The Information Store is the heart of Microsoft Exchange Server. Without a healthy Store, you don't have a successful Exchange deployment, and users are unhappy because they can't access their mailboxes. Exchange Server 2003 and Exchange 2000 Server introduced the concept of storage groups (SGs) and introduced new Store components such as the streaming database. Although the biggest change to the Store in Exchange 2007 is support for the Windows 64-bit platform, Microsoft has made other fundamental changes to the Store that you should also know about when planning your Exchange 2007 migration.

No SQL Server?
The biggest change that many expected to occur in Exchange 2007 was a transition to Microsoft SQL Server as the database engine for the Store. However, when the Exchange developers investigated the challenges of forcing a database engine designed for structured transactions to handle the work generated by Exchange and its clients, they decided they couldn't do it for Exchange 2007. This isn't altogether surprising when you consider the vastly different types of messages that flow through Exchange—everything from small 2KB messages to multimegabyte messages containing several attachments sent to large distribution lists. Also, users interact with Exchange in ways that affect the database. For instance, Microsoft Outlook users can click a heading in their Inbox to sort messages by that column. This action creates a new custom view in the database.

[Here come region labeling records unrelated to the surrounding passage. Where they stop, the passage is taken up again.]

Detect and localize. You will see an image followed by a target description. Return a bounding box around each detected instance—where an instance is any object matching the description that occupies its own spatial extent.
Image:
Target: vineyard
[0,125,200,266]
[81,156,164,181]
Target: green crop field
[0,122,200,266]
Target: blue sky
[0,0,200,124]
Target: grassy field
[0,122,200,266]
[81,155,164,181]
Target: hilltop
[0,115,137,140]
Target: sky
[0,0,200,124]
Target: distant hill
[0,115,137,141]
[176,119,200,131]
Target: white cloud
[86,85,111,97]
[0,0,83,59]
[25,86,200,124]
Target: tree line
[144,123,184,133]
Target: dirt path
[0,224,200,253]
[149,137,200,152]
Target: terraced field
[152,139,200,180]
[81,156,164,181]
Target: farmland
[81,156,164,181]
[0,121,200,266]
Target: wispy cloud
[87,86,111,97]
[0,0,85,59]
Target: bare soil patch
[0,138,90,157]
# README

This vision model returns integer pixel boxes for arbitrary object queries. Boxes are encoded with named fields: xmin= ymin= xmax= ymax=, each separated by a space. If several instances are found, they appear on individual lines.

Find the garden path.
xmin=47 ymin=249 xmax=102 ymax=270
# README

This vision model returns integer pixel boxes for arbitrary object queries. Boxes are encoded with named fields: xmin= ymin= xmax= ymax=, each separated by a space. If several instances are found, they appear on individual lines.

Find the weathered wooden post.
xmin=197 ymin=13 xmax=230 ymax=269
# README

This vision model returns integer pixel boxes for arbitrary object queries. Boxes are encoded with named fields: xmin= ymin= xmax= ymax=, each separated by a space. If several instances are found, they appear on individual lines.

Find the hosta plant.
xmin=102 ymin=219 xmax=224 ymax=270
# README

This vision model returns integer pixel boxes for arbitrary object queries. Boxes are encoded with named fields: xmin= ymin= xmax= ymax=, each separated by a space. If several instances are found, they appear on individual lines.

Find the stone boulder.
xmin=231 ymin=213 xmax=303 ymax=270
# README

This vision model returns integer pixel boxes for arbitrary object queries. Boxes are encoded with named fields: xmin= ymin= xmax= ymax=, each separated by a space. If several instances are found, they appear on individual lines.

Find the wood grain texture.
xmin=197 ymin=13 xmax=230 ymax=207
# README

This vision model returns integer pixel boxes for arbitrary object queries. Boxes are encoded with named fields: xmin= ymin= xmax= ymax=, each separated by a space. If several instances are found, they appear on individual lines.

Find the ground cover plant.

If you consider that a server supports thousands of clients and each client can create many different views, you can sense why the transition to SQL Server could be such an engineering challenge.

The net result is that Exchange 2007 continues to use the Extensible Storage Engine (ESE) that it's used since 1996. Of course, each release of Exchange has modified ESE in different ways, and Exchange 2007 is no different; its major change is the move from a 32-bit platform to a 64-bit platform.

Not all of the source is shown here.